There’s a real problem in the Abilen, which are based on the Katta from Quest For Glory, and pro-social business owners because I thought it was more interesting than ‘rr ffrt’ catgirls, but every part of the inspiration that built together into this culture made me feel more and more like I was trying to make ‘furry Jews.’ Which sucks, they’re not, and also, I don’t think anti-Semitism is a necessary prejudice to build into the setting.  The Abilen’s origin point in a desert culture was tied to Shapier and developed by Lut Gholein, because it’s all a window a very specific vision of videogames for me at that time.

But the more I look at them over the time I have, the idea of a single culture who are known primarily as traders, and are known for being good at it, takes very little to hop across to ideas of anti-Semitism. Now, I don’t think this is because I made a bad culture that has racist ideas in it. I think this is because anti-Semitism is so widespread and amorphous there are tons of different ways it has been applied in our own history, like spackle to fill in gaps.

And that sucks.

But it also doesn’t mean that a group of fuzzy cat people who see the world in a prosocial way and care about math should be denied as a player tool. Just, trying to bear in mind the cool things that inspire them as cool things to inspire them and not to try and use them to tell a story they don’t own and have nothing to do with. There aren’t stories of Abilen being driven out for being too good at money by fascists, for example.
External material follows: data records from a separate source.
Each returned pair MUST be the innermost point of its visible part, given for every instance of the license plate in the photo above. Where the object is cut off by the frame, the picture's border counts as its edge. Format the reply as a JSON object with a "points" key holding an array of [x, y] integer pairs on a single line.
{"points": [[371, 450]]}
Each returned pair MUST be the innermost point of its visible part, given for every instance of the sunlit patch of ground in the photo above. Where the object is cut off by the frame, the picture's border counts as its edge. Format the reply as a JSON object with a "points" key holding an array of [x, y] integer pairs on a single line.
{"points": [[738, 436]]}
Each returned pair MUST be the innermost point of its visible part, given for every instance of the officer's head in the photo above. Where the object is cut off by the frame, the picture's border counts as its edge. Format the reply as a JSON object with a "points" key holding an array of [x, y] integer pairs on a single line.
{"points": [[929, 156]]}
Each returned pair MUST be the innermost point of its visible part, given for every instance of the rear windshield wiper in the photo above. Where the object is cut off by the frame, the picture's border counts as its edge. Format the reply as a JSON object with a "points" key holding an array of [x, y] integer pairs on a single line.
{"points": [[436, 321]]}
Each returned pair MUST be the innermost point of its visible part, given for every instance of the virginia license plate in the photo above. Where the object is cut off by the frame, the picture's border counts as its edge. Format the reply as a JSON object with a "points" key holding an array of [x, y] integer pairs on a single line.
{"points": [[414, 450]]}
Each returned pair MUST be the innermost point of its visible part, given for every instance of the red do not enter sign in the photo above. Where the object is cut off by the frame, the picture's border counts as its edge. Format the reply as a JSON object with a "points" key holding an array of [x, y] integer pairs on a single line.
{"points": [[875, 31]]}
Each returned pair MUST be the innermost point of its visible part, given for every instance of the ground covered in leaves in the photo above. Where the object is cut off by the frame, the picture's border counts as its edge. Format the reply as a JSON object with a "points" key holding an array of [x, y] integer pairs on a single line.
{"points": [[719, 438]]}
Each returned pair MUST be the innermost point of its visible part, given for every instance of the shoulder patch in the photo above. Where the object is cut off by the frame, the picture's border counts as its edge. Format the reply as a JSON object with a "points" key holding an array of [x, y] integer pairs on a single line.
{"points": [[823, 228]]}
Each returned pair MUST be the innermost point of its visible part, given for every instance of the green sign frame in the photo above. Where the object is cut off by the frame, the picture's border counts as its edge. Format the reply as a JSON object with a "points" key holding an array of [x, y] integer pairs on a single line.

HOW FURRY? Completely furry. Abilen are anthropomorphic housecats, and I mean housecats, like, the way they can only survive on their own in the wild by there being stupid prey species ill equipped for them, they are completely adapted to civilisation. This is your Zootopia Tiger Actuaries. They aren’t obligate carnivores. This is the kind of furry you get when someone falls into the community and is just the most basic version of a cat.

Conclusion

And that’s the two largest, most widespread social groups of the Beastfolk. Remember, when we talk about these people, remember this is a broad view of what the cultures do and how they behave, rather than any kind of template for every individual member of these heritages.